After the Indian Patent Controller issued the first-ever compulsory licence (CL) in March this year to an Indian generic drug manufacturer to manufacture the Bayer's patented anti-cancer drug sorafenib tosylate (Nexavar), the German drug major had filed an appeal against the compulsory license order before the IPAB in Chennai and has in particular sought to have the operation of the CL order stayed till the appeal hearings are completed and IPAB passes its decision.

The hearing was actually posted for August 21, but it was postponed for September 3.

The hearing on this high voltage case is crucial as it will test Section 84 of the Indian Patent Act, under which the compulsory licence mechanism kicks in when generic competitors request for a compulsory licence to make the generic version of a patented drug to make them available to the common people of the country at affordable prices.

Earlier, on March 9 this year, Indian Patent Controller P H Kurian issued the first-ever CL to Hyderabad-absed Natco Pharma to manufacture an affordable generic version of sorafenib tosylate, the anti-cancer drug for which Bayer had obtained a patent IN215758 in India in 2008. The patent expires in 2020.

Kurian, in his landmark decision, stated that the decision was given against Bayer as it was found during the investigation that the patented invention Nexavar by Bayer was not available to the public at a reasonably affordable price which was against the provision of Section 84 (1) (b) of the Patents Act. In his 62-page decision, Kurien stated that the price of the drug covered by the patents sold by the company shall not exceed Rs.8,880 for a pack of 120 tablets which is the requirement for one months treatment. It also demanded the company, Natco Pharma, to pay royalty of six per cent of the net sales of the drug on a quarterly basis to the patented holder Bayer.

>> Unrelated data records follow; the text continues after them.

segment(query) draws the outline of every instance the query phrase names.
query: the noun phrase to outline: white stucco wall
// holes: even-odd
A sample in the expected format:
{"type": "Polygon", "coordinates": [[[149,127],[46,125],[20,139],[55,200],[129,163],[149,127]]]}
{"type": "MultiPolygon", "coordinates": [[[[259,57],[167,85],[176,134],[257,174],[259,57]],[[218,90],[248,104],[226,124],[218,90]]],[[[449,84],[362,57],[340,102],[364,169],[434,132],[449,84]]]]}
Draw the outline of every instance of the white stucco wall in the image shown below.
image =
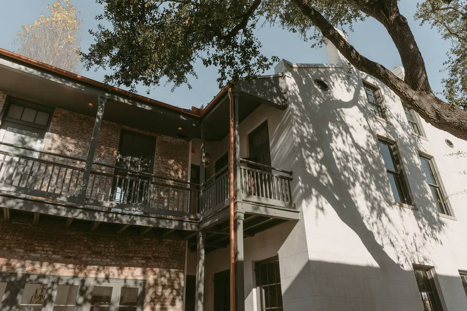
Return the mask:
{"type": "MultiPolygon", "coordinates": [[[[268,119],[272,165],[293,171],[301,211],[298,222],[245,239],[246,310],[257,310],[254,262],[277,254],[287,311],[422,311],[414,264],[434,267],[445,311],[467,310],[459,275],[467,270],[467,158],[450,154],[467,151],[467,142],[423,121],[426,138],[412,134],[394,93],[355,69],[349,73],[334,56],[331,65],[278,64],[289,107],[262,105],[240,124],[240,153],[247,156],[248,133],[268,119]],[[316,87],[317,78],[329,90],[316,87]],[[387,120],[370,115],[362,80],[380,88],[387,120]],[[394,203],[378,136],[397,144],[413,208],[394,203]],[[436,211],[419,152],[434,157],[453,217],[436,211]]],[[[227,150],[226,139],[216,143],[209,147],[213,165],[227,150]]],[[[212,310],[214,274],[229,268],[228,252],[206,257],[206,310],[212,310]]]]}

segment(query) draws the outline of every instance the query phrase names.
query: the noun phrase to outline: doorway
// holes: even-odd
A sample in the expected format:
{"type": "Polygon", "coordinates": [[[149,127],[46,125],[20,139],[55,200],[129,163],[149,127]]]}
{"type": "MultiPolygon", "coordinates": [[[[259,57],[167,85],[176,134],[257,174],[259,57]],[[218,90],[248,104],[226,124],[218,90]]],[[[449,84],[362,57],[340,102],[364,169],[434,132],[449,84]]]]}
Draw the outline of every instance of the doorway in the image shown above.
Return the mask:
{"type": "Polygon", "coordinates": [[[146,205],[154,169],[156,138],[123,130],[114,181],[114,201],[124,204],[146,205]]]}
{"type": "Polygon", "coordinates": [[[230,310],[230,270],[214,275],[214,311],[230,310]]]}
{"type": "Polygon", "coordinates": [[[248,135],[248,159],[271,166],[271,150],[269,145],[268,121],[253,130],[248,135]]]}

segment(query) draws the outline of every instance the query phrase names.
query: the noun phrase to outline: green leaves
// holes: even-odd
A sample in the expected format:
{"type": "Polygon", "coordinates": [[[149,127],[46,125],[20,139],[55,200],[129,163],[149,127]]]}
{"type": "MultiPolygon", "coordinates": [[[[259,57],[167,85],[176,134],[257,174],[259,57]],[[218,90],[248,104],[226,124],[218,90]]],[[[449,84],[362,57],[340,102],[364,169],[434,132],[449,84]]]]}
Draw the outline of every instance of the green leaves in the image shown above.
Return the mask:
{"type": "MultiPolygon", "coordinates": [[[[262,52],[255,36],[260,22],[280,23],[305,40],[320,39],[310,22],[290,1],[281,0],[98,0],[104,12],[96,17],[112,27],[100,24],[90,31],[95,39],[83,55],[87,69],[110,69],[107,83],[134,89],[162,81],[174,87],[196,77],[193,64],[219,68],[219,86],[241,77],[253,77],[279,60],[262,52]]],[[[361,18],[341,1],[316,1],[336,26],[361,18]]]]}
{"type": "Polygon", "coordinates": [[[418,5],[421,24],[436,28],[451,43],[445,62],[448,78],[443,79],[443,95],[450,104],[467,108],[467,1],[427,0],[418,5]]]}

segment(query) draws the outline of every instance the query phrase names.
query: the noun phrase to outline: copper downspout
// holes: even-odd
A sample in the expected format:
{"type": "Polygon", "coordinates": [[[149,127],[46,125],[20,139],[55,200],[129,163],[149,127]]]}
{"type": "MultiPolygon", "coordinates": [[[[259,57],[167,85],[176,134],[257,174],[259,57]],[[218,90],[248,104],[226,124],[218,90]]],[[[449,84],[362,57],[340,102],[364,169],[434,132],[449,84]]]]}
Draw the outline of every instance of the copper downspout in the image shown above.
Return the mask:
{"type": "Polygon", "coordinates": [[[235,288],[236,279],[235,271],[235,201],[236,200],[236,191],[235,185],[235,168],[234,167],[235,163],[235,120],[234,111],[234,95],[232,94],[232,88],[229,85],[227,86],[229,93],[229,121],[230,122],[229,137],[230,144],[229,148],[229,193],[230,195],[229,201],[230,217],[229,218],[230,233],[230,310],[231,311],[236,310],[235,306],[235,288]]]}

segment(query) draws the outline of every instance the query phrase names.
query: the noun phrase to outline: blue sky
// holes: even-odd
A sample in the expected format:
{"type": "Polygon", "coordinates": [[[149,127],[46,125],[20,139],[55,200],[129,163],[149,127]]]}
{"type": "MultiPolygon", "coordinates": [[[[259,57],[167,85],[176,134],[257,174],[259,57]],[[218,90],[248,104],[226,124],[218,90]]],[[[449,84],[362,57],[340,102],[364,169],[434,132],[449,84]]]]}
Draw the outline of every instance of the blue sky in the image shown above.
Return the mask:
{"type": "MultiPolygon", "coordinates": [[[[49,15],[46,7],[54,0],[3,0],[0,11],[0,47],[15,51],[13,43],[17,33],[21,25],[30,24],[37,19],[41,14],[49,15]]],[[[82,21],[81,47],[87,51],[93,41],[87,30],[95,29],[97,22],[94,16],[101,11],[100,5],[94,0],[72,0],[77,11],[78,18],[82,21]]],[[[425,59],[431,87],[435,91],[441,91],[441,79],[445,72],[443,62],[446,59],[446,52],[449,43],[441,38],[436,30],[431,29],[428,25],[420,26],[413,19],[416,10],[415,0],[402,0],[399,2],[402,13],[409,20],[418,46],[425,59]]],[[[349,41],[356,46],[362,54],[370,59],[377,61],[390,69],[395,66],[401,65],[400,59],[394,44],[385,30],[372,19],[359,23],[354,27],[355,31],[349,34],[349,41]]],[[[279,27],[265,27],[258,31],[258,36],[263,45],[264,53],[275,55],[295,63],[326,63],[327,57],[323,48],[312,49],[310,44],[304,42],[295,35],[288,33],[279,27]]],[[[209,103],[219,90],[216,82],[218,76],[215,68],[205,68],[197,64],[195,69],[198,78],[192,79],[193,87],[189,89],[183,86],[172,92],[172,85],[162,86],[152,88],[149,95],[146,87],[139,87],[137,93],[168,104],[189,108],[192,106],[199,107],[209,103]]],[[[272,73],[272,69],[266,73],[272,73]]],[[[98,69],[86,71],[82,75],[102,81],[104,71],[98,69]]]]}

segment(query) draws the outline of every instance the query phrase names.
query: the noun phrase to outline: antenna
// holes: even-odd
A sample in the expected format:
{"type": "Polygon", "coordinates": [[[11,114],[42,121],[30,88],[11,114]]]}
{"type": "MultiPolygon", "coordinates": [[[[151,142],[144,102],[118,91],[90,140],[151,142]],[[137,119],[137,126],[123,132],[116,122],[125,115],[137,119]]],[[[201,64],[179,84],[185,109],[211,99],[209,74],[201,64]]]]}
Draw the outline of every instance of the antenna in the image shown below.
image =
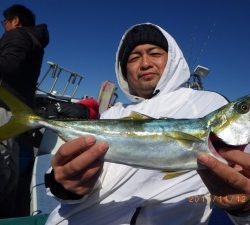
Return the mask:
{"type": "Polygon", "coordinates": [[[197,62],[200,60],[201,55],[204,53],[204,50],[208,44],[208,41],[210,40],[212,33],[214,32],[214,28],[215,28],[215,23],[212,24],[212,27],[210,28],[207,38],[206,40],[204,40],[199,53],[197,54],[196,58],[194,59],[193,63],[191,64],[191,70],[194,70],[195,65],[197,64],[197,62]]]}

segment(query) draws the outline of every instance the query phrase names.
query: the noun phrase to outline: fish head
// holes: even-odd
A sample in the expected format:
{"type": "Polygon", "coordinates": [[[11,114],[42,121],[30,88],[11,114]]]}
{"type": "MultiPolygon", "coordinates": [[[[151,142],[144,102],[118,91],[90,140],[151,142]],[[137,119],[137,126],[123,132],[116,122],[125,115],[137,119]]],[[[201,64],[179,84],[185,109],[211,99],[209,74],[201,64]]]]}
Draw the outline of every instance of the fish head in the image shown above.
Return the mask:
{"type": "Polygon", "coordinates": [[[209,139],[214,146],[244,149],[250,143],[250,95],[215,111],[210,122],[209,139]]]}

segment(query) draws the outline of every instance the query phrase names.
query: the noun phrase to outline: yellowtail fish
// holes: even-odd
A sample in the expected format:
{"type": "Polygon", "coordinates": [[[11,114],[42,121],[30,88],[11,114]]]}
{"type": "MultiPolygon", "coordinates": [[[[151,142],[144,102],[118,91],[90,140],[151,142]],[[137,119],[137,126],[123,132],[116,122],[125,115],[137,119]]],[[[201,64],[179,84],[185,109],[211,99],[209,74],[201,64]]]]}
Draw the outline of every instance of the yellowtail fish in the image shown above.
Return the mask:
{"type": "Polygon", "coordinates": [[[46,127],[65,141],[94,135],[107,141],[104,161],[165,171],[200,169],[197,155],[223,147],[244,147],[250,142],[250,95],[239,98],[199,119],[153,119],[138,113],[122,119],[47,120],[0,87],[0,99],[13,116],[0,127],[0,141],[22,132],[46,127]]]}

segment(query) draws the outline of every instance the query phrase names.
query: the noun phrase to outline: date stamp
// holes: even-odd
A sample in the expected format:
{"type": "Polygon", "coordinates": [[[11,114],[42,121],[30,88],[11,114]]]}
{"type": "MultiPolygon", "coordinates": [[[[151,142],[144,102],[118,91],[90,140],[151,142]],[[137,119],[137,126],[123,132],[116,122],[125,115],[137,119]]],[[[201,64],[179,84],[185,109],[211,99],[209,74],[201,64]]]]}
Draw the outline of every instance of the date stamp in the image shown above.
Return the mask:
{"type": "Polygon", "coordinates": [[[214,195],[194,195],[188,197],[189,203],[206,203],[206,202],[227,202],[227,203],[240,203],[243,204],[248,200],[246,195],[226,195],[226,196],[214,196],[214,195]]]}

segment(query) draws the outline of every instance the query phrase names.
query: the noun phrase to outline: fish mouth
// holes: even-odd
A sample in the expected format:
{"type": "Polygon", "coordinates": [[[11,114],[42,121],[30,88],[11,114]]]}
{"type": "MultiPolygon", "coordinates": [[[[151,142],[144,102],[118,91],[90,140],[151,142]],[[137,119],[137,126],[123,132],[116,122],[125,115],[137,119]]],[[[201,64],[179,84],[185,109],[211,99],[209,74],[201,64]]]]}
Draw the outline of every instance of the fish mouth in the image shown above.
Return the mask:
{"type": "Polygon", "coordinates": [[[248,144],[244,144],[244,145],[229,145],[229,144],[225,143],[222,139],[220,139],[213,132],[210,132],[209,138],[208,138],[209,150],[212,152],[213,155],[215,155],[218,158],[222,158],[220,156],[220,154],[219,154],[219,150],[223,150],[223,151],[227,151],[227,150],[240,150],[240,151],[244,151],[244,149],[246,148],[246,146],[248,144]]]}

In July 2011, NATCO had filed a CL application, proposing to market generic version of sorafenib tosylate at Rs.8,800 per patient per month if the patent office grants it a compulsory license. The granting of CL has brought down the price of the medicine by 97 per cent lower than what Bayer is charging. Bayer currently markets the drug at an exorbitant price of approximately Rs.2,80,000 per patient per month.